Absentee ballots are a long-standing American tradition, yet efforts to expand voter access to mail-in ballots during the coronavirus pandemic have been disparaged by some individuals on the right.

The R Street Institute’s latest policy paper explains why conservatives should embrace sensible measures to expand absentee balloting and rebuts the idea that the practice provides any partisan advantage. These trusted, age-old election practices are consistent with conservative principles of fairness, security, cost-effectiveness, freedom of choice and decency toward the elderly, infirmed and physically disabled.

“The overwhelming evidence indicates that well-designed and -implemented absentee voting is safe, secure and very popular with the public,” said Kevin Kosar, vice president for research partnerships at the R Street Institute, who co-authored the paper with Marc Hyden, director of state government affairs; and Steven Greenhut, resident senior fellow and western region director.

The paper explains:

  • Absentee balloting dates back to the Civil War. When many troops faced the specter of not being able to exercise their right to vote, Confederate and Union states ratified measures to permit their soldiers to vote in absentia.
  • Voters are increasingly voting absentee and by mail. In recent years, voting absentee has comprised between one-fifth and one-third of all votes cast.
  • Absentee and mail voting do not favor either party. There is no merit to the claim that mail voting greatly favors Democrats. Academic evidence confirms that absentee voting is partisan-neutral. Oregon, Colorado and California are just a few of the states that elected Republicans to the House and Senate after relying heavily on mail voting.
  • Voters want more ways to vote—not fewer. More than three-quarters of voters want the freedom to vote by mail. Support for voting by absentee ballot has risen among Republican women over the past two years, and GOP voters living in states where these forms of voting are common are very supportive of it. On the other hand, trends continue to show that far fewer people are going to the polls on election day, even before the coronavirus pandemic.
  • Older voters rely on mail and absentee voting. In 2018, 30 percent of Americans 65 or older who cast votes used absentee ballots or mail voting.
  • No form of voting is immune to fraud, but mail voting has proven exceptionally secure. For example, Oregon’s absentee voter fraud rate since 2000—when it began primarily conducting its elections by mail—is 0.000004 percent. Washington state enacted a similar voting system in 2012, and there have been zero proven cases of voter fraud in the state.
  • Ballot harvesting and mail voting are not the same practice.

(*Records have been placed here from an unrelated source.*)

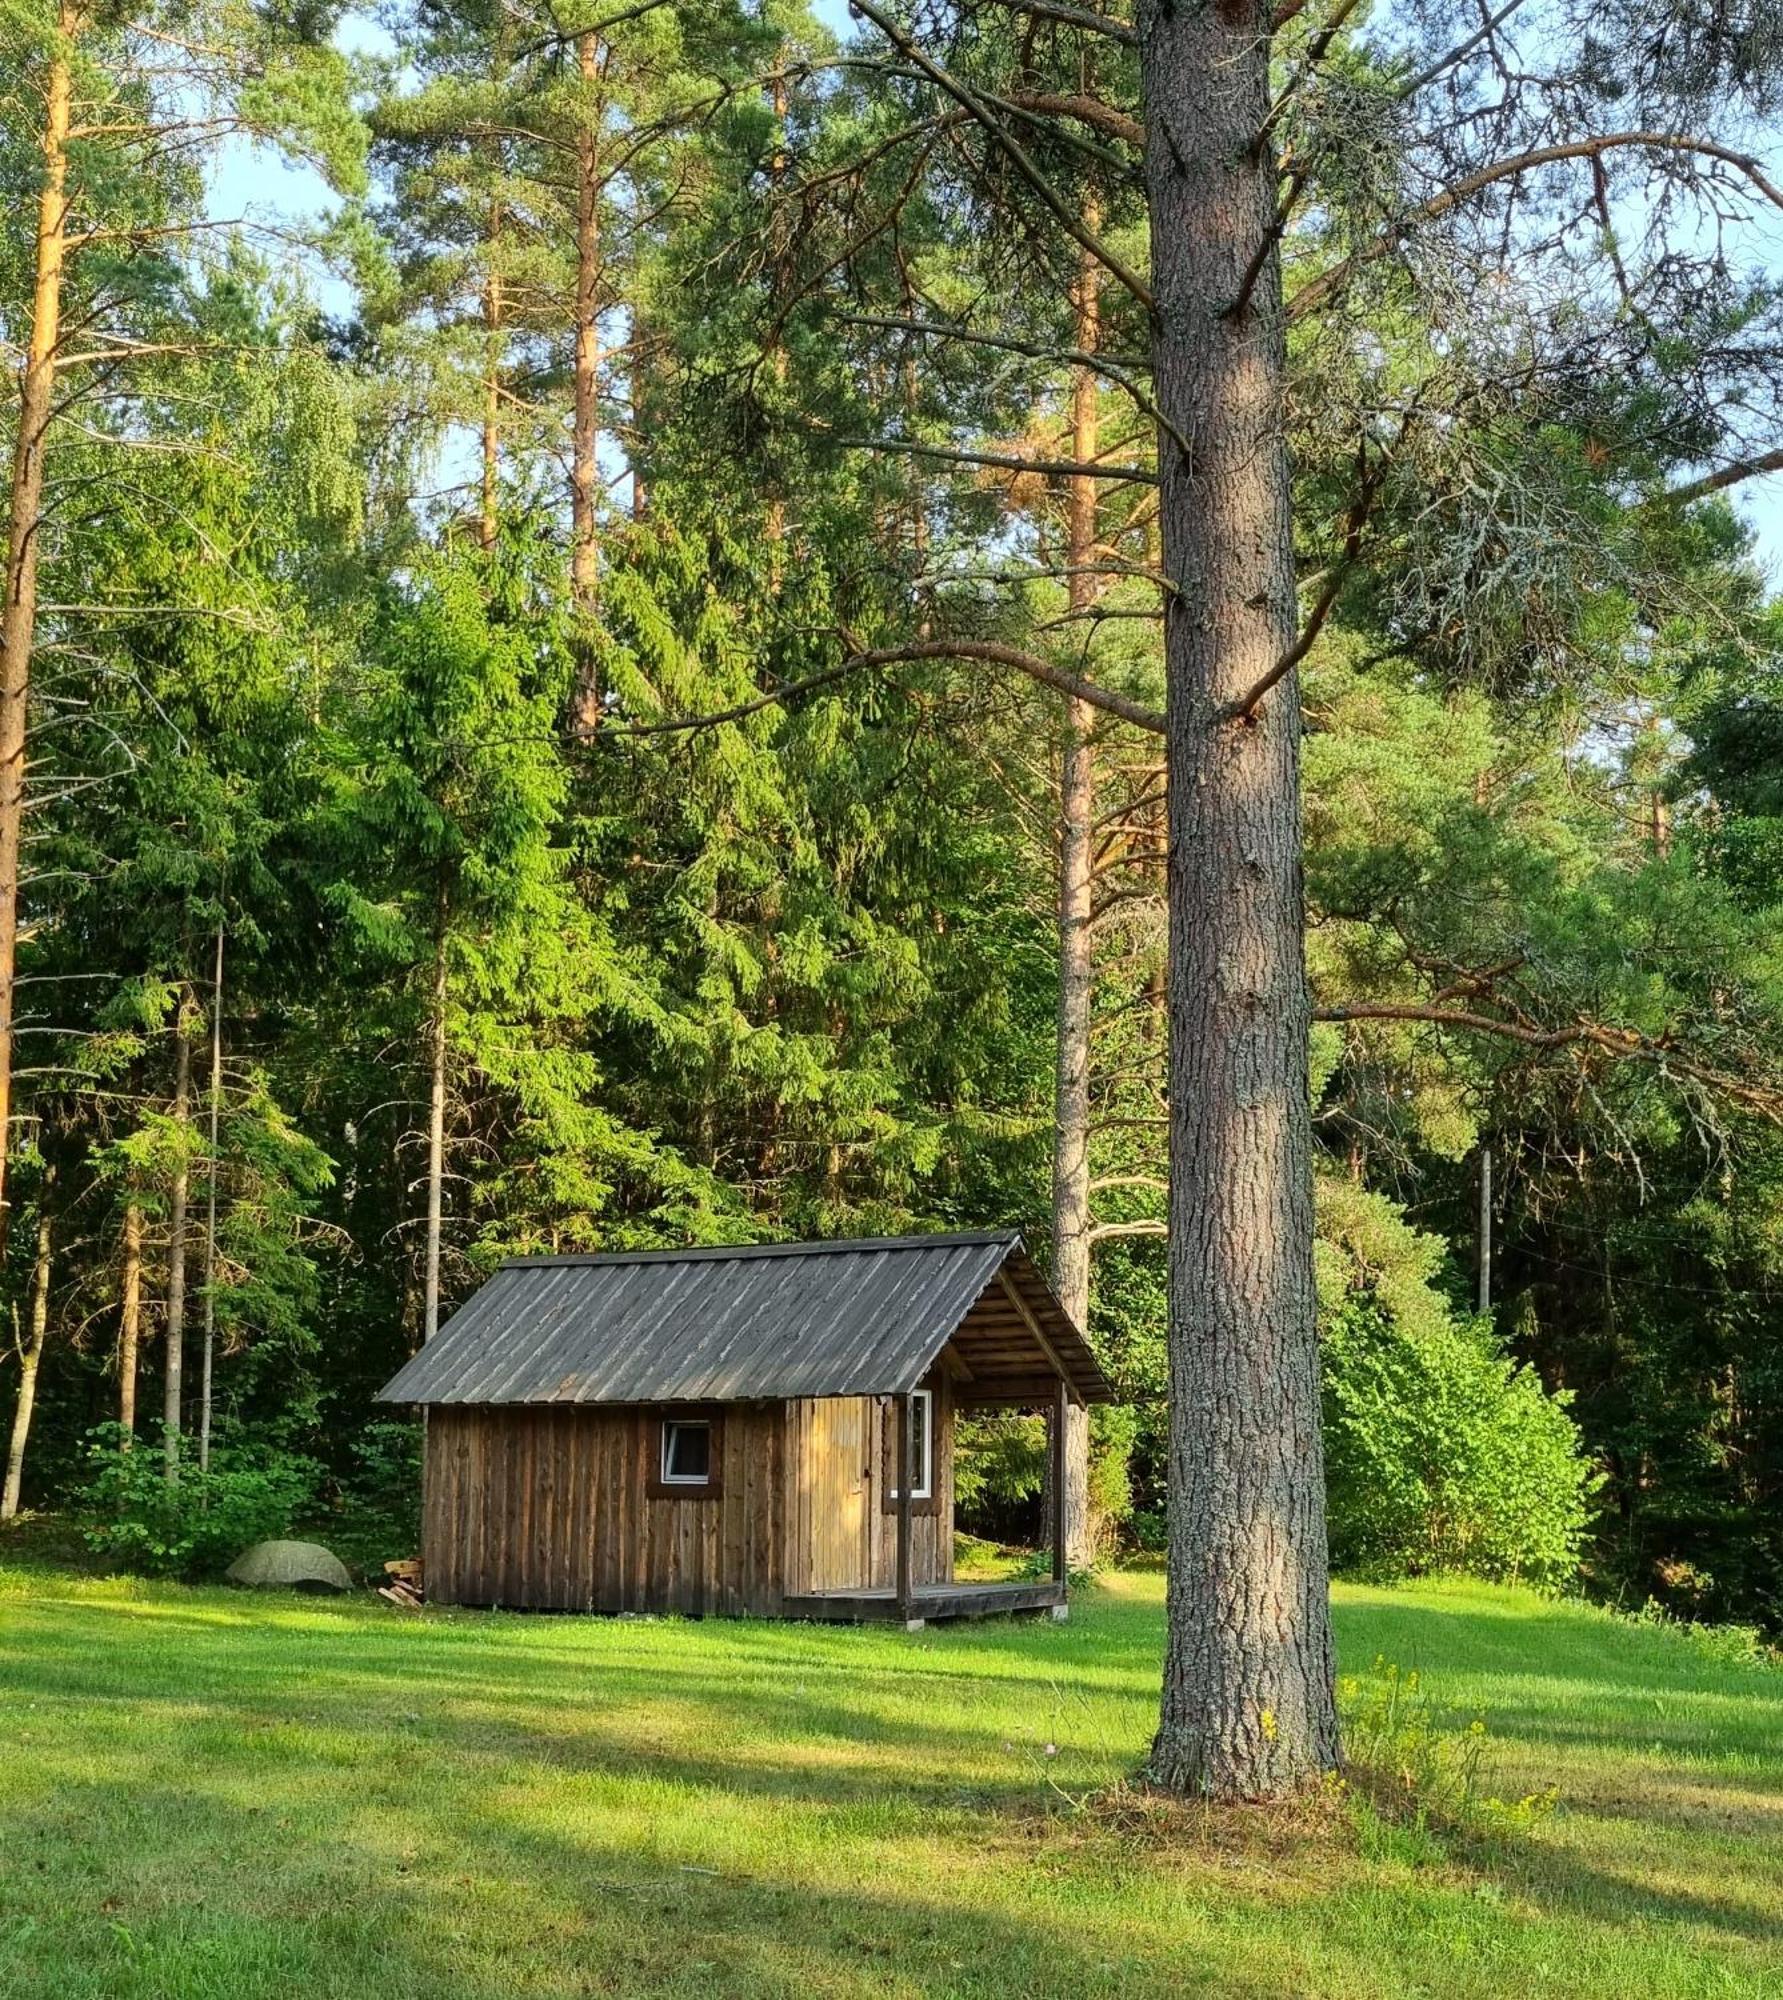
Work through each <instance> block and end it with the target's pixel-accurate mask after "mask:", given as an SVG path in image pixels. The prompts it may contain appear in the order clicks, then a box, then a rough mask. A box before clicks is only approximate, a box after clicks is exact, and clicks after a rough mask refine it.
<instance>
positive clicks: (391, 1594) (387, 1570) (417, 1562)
mask: <svg viewBox="0 0 1783 2000" xmlns="http://www.w3.org/2000/svg"><path fill="white" fill-rule="evenodd" d="M384 1574H386V1576H388V1578H390V1582H388V1584H380V1586H378V1596H380V1598H388V1600H390V1602H392V1604H400V1606H402V1610H406V1612H418V1610H420V1608H422V1558H420V1556H406V1558H404V1560H402V1562H386V1564H384Z"/></svg>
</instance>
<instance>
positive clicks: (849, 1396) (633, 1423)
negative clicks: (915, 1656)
mask: <svg viewBox="0 0 1783 2000" xmlns="http://www.w3.org/2000/svg"><path fill="white" fill-rule="evenodd" d="M929 1386H931V1388H935V1498H933V1502H931V1504H921V1502H919V1504H917V1506H915V1510H913V1512H911V1550H909V1574H911V1578H913V1580H915V1582H919V1584H929V1582H949V1580H951V1576H953V1402H951V1394H949V1390H947V1382H945V1380H943V1378H939V1376H937V1378H935V1380H933V1382H931V1384H929ZM662 1420H664V1412H662V1410H660V1408H594V1410H590V1408H536V1406H504V1408H482V1406H478V1408H454V1406H436V1408H434V1410H430V1412H428V1458H426V1478H424V1486H422V1554H424V1558H426V1592H428V1598H430V1600H432V1602H436V1604H504V1606H510V1608H516V1610H574V1612H684V1614H688V1616H714V1614H730V1616H758V1618H772V1616H776V1614H778V1612H780V1610H782V1598H784V1596H800V1594H806V1592H814V1590H866V1588H874V1590H890V1588H891V1586H893V1584H895V1578H897V1514H895V1510H891V1508H888V1506H886V1494H888V1490H890V1488H891V1484H895V1476H897V1464H895V1462H897V1404H895V1400H891V1398H878V1396H830V1398H822V1400H804V1402H792V1404H778V1402H774V1404H730V1406H726V1408H724V1416H722V1426H720V1442H718V1452H720V1466H718V1470H720V1488H718V1492H716V1494H712V1496H692V1494H676V1496H674V1498H654V1496H652V1494H650V1486H652V1480H654V1476H656V1470H658V1454H660V1450H662Z"/></svg>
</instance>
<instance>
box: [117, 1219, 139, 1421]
mask: <svg viewBox="0 0 1783 2000" xmlns="http://www.w3.org/2000/svg"><path fill="white" fill-rule="evenodd" d="M140 1346H142V1208H140V1206H138V1204H136V1202H126V1204H124V1266H122V1272H120V1278H118V1424H120V1426H122V1428H124V1436H126V1440H128V1438H134V1436H136V1352H138V1348H140Z"/></svg>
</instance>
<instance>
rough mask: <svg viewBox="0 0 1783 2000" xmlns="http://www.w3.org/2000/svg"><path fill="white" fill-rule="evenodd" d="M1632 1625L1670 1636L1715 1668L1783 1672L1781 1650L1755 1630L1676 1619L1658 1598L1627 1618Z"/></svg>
mask: <svg viewBox="0 0 1783 2000" xmlns="http://www.w3.org/2000/svg"><path fill="white" fill-rule="evenodd" d="M1629 1618H1631V1622H1633V1624H1641V1626H1653V1628H1657V1630H1661V1632H1673V1634H1675V1636H1677V1638H1681V1640H1683V1642H1685V1644H1687V1646H1689V1648H1691V1652H1695V1654H1697V1656H1699V1658H1703V1660H1711V1662H1713V1664H1715V1666H1735V1668H1763V1670H1765V1672H1783V1648H1777V1646H1773V1644H1771V1642H1769V1640H1767V1638H1765V1634H1763V1632H1761V1630H1759V1628H1757V1626H1741V1624H1705V1622H1703V1620H1699V1618H1679V1616H1677V1614H1675V1612H1671V1610H1667V1606H1663V1604H1661V1602H1659V1600H1657V1598H1647V1602H1645V1604H1643V1606H1641V1608H1639V1610H1637V1612H1631V1614H1629Z"/></svg>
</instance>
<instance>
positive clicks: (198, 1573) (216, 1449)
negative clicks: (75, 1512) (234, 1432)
mask: <svg viewBox="0 0 1783 2000" xmlns="http://www.w3.org/2000/svg"><path fill="white" fill-rule="evenodd" d="M86 1464H88V1476H86V1480H84V1482H82V1486H80V1490H78V1494H76V1510H78V1514H80V1522H82V1532H84V1536H86V1544H88V1548H92V1550H94V1552H96V1554H100V1556H104V1558H106V1560H110V1562H118V1564H122V1566H124V1568H130V1570H142V1572H146V1574H148V1576H184V1578H202V1576H220V1574H222V1572H224V1570H226V1568H228V1566H230V1562H234V1560H236V1556H240V1554H242V1550H244V1548H252V1544H254V1542H264V1540H270V1538H274V1536H284V1534H290V1532H292V1524H294V1522H296V1520H298V1518H300V1516H304V1514H306V1510H308V1508H310V1506H312V1504H314V1498H316V1490H318V1484H320V1480H322V1468H320V1466H318V1464H316V1462H314V1460H312V1458H302V1456H298V1454H296V1452H282V1450H276V1448H272V1446H266V1444H256V1446H252V1448H248V1446H246V1444H238V1442H236V1440H214V1442H212V1452H210V1466H208V1470H204V1472H200V1470H198V1464H196V1460H194V1462H190V1464H182V1468H180V1478H178V1480H176V1482H174V1484H168V1480H166V1476H164V1466H162V1454H160V1448H158V1446H154V1444H148V1442H144V1440H140V1438H138V1440H134V1442H132V1440H130V1436H128V1434H126V1432H124V1430H120V1426H116V1424H104V1426H100V1428H98V1430H94V1432H90V1434H88V1450H86Z"/></svg>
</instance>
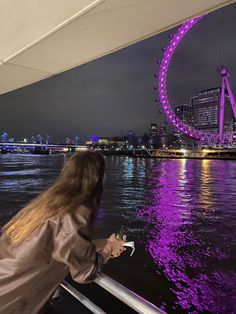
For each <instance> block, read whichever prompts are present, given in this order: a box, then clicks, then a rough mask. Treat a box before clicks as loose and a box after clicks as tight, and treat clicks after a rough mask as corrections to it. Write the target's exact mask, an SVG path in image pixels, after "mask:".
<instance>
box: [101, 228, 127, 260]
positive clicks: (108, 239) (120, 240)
mask: <svg viewBox="0 0 236 314" xmlns="http://www.w3.org/2000/svg"><path fill="white" fill-rule="evenodd" d="M123 243H125V242H124V241H123V240H118V239H116V235H115V233H113V234H112V235H110V237H109V238H108V239H107V242H106V244H105V246H104V248H103V250H102V251H100V254H102V256H103V259H104V262H105V263H106V262H107V261H108V259H109V258H115V257H118V256H120V254H121V253H122V252H123V251H125V248H124V247H123Z"/></svg>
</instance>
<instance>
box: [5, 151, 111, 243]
mask: <svg viewBox="0 0 236 314" xmlns="http://www.w3.org/2000/svg"><path fill="white" fill-rule="evenodd" d="M104 171H105V162H104V158H103V156H102V155H101V154H100V153H98V152H92V151H86V152H83V153H77V154H75V155H73V156H72V157H71V158H70V159H69V160H68V161H67V162H66V164H65V166H64V167H63V169H62V171H61V173H60V175H59V176H58V178H57V180H56V181H55V183H54V184H53V185H52V186H51V187H49V188H48V189H47V190H46V191H44V192H43V193H41V194H40V195H38V196H37V197H36V198H34V199H33V200H32V201H31V202H30V203H28V204H27V205H26V206H25V207H24V208H23V209H22V210H21V211H20V212H19V213H18V214H17V215H16V216H14V217H13V218H12V219H11V220H10V221H9V222H8V223H7V224H6V225H5V227H4V229H3V230H4V233H5V235H6V237H7V239H8V241H9V242H10V243H11V244H12V245H14V246H17V245H18V244H20V243H21V242H22V241H23V240H25V239H26V238H27V237H28V236H29V235H30V234H31V233H32V232H33V231H34V230H35V229H36V228H37V227H39V226H40V225H41V224H43V223H44V222H45V221H46V220H48V219H50V218H52V217H55V216H59V215H63V214H64V213H66V212H70V211H73V210H74V209H76V208H77V207H78V206H80V205H86V204H89V205H90V206H92V207H93V208H94V210H97V208H98V206H99V203H100V197H101V194H102V191H103V177H104Z"/></svg>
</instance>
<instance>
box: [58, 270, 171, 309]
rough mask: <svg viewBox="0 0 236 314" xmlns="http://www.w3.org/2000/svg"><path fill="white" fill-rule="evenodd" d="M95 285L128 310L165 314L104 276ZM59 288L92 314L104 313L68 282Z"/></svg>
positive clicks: (98, 278)
mask: <svg viewBox="0 0 236 314" xmlns="http://www.w3.org/2000/svg"><path fill="white" fill-rule="evenodd" d="M95 283H96V284H98V285H99V286H100V287H102V288H103V289H105V290H107V291H108V292H109V293H111V294H112V295H114V296H115V297H116V298H118V299H119V300H121V301H122V302H123V303H125V304H126V305H128V306H129V307H130V308H132V309H133V310H135V311H136V312H137V313H139V314H166V312H164V311H163V310H161V309H159V308H158V307H157V306H155V305H154V304H152V303H150V302H148V301H147V300H145V299H144V298H142V297H140V296H139V295H138V294H136V293H135V292H133V291H131V290H129V289H128V288H126V287H125V286H123V285H121V284H120V283H118V282H117V281H115V280H114V279H112V278H110V277H109V276H107V275H105V274H100V275H99V276H98V277H97V278H96V279H95ZM61 286H62V287H63V288H64V289H65V290H67V291H68V292H69V293H70V294H71V295H72V296H73V297H75V298H76V299H77V300H79V301H80V302H81V303H82V304H83V305H84V306H86V307H87V308H88V309H90V310H91V311H92V312H93V313H96V314H104V313H105V312H104V311H103V310H102V309H100V308H99V307H98V306H97V305H96V304H94V303H93V302H92V301H90V300H89V299H88V298H87V297H85V296H84V295H83V294H81V293H80V292H79V291H78V290H76V289H75V288H74V287H72V286H71V285H70V284H69V283H68V282H66V281H63V283H62V284H61Z"/></svg>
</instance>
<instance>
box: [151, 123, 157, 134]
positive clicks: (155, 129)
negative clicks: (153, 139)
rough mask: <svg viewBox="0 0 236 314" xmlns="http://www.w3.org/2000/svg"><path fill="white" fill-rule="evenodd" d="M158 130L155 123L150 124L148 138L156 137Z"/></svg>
mask: <svg viewBox="0 0 236 314" xmlns="http://www.w3.org/2000/svg"><path fill="white" fill-rule="evenodd" d="M157 133H158V129H157V124H156V123H151V124H150V127H149V135H150V136H157Z"/></svg>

Conservatives are right to denounce “ballot harvesting,” the practice legalized by California in 2016. However, most states do not—and should not—authorize it.
  • Absentee voting can help states save money in the long run. Evidence suggests that increased reliance on absentee voting is a cost-saving measure for state and local governments once a community bears the initial costs of setting up the practice.
  • Conservative policymakers with governing responsibilities have expanded access to absentee ballots and mail voting. Governors in Nebraska, Maryland, Missouri, Ohio, Alaska and other states have either expanded the practice or debunked concerns about it.